Pension Insurance Corporation (PIC), a London-based insurer of defined benefit pension funds, has invested £100 million ($147 million; €130 million) in secured debt tied to the UK’s Thames Tideway Tunnel.
The debt was issued by Tideway, the new company created to build the facility, after the latter priced a bond issue of the same amount in early June. Shareholders in Tideway include Germany’s Allianz; UK-listed International Public Partnerships (INPP), through its adviser Amber Infrastructure Group; London-based Dalmore Capital; and Dutch-headquartered DIF.
The consortium was granted a licence to own and operate the project in August 2015, as well as provide £3.1 billion out of the total £4.2 billion needed to finance it. The remainder is to come from local utility Thames Water.

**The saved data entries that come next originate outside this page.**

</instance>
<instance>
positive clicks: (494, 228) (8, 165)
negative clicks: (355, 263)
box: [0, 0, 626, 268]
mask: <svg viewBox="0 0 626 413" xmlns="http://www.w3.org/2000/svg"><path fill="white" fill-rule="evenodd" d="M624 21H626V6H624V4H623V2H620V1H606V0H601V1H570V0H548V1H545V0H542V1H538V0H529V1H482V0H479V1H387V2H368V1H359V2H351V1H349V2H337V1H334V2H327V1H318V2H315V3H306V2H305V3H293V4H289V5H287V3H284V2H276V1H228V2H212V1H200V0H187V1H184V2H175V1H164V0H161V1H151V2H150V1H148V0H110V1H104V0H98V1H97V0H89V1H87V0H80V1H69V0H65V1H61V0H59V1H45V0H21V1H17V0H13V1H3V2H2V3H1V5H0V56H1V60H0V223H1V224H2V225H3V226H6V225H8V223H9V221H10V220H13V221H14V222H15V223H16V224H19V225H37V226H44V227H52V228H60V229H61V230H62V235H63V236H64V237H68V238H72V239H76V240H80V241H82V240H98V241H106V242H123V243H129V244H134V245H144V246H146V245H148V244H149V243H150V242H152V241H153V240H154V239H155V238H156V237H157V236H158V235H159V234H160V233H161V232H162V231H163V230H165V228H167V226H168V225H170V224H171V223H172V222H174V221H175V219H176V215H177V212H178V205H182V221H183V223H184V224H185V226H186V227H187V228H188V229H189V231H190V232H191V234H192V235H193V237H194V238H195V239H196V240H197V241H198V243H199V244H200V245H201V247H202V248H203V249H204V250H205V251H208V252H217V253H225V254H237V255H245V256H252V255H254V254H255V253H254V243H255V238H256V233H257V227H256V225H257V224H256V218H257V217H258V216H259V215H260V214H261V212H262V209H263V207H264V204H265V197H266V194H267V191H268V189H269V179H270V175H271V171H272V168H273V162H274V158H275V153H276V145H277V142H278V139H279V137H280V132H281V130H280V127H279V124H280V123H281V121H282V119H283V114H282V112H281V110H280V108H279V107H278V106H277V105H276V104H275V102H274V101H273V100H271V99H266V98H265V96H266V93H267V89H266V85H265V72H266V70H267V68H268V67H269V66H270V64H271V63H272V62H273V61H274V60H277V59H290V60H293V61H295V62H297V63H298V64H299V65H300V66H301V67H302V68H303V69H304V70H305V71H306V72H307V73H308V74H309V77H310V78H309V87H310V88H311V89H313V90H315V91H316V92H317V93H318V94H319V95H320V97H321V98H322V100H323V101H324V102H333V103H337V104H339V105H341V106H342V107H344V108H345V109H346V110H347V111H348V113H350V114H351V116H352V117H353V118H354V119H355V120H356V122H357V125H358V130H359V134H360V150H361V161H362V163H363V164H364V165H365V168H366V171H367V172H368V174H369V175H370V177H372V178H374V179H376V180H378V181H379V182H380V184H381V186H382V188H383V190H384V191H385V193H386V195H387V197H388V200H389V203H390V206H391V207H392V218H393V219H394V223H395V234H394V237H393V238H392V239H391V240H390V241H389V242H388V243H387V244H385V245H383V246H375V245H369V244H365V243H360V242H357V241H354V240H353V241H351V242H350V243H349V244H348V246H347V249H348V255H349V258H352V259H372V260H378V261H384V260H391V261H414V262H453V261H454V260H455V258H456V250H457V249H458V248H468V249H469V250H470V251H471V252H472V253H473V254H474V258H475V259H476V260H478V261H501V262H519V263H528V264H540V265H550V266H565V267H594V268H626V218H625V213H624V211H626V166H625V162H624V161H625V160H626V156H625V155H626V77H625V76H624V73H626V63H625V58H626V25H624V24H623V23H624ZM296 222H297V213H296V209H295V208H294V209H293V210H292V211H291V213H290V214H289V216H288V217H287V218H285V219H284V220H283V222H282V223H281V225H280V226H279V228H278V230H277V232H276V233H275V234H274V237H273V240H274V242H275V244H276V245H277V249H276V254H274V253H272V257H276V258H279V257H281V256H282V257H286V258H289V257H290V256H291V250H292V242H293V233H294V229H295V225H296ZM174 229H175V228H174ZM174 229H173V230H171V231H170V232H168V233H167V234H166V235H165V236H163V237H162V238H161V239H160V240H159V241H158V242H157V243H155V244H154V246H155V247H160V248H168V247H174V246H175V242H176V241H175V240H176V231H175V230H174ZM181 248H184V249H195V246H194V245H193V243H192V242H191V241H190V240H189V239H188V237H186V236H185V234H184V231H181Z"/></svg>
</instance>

The debt is split over four tranches with a four- to five-year deferral period, helping to provide “certainty of funding cost for the borrower, but reducing cost of carry, with an unusual feature of no funding drawn on day one to help match the cashflow needs of the construction works,” PIC said in a statement.
Linked to the Retail Price Index, half of the issue will mature in 2048 while the remainder will terminate in 2054.
The news comes after the European Investment Bank agreed to lend £700 million to the 25km tunnel, which it billed as the largest infrastructure project ever undertaken by the UK water industry. The loan was also described as the EIB’s “largest-ever water loan and the most significant support for UK infrastructure since Crossrail”.
Six banks have also provided senior debt to the project, including Royal Bank of Canada, Lloyds Bank, Credit Agricole, SMBC, BTMU and Santander.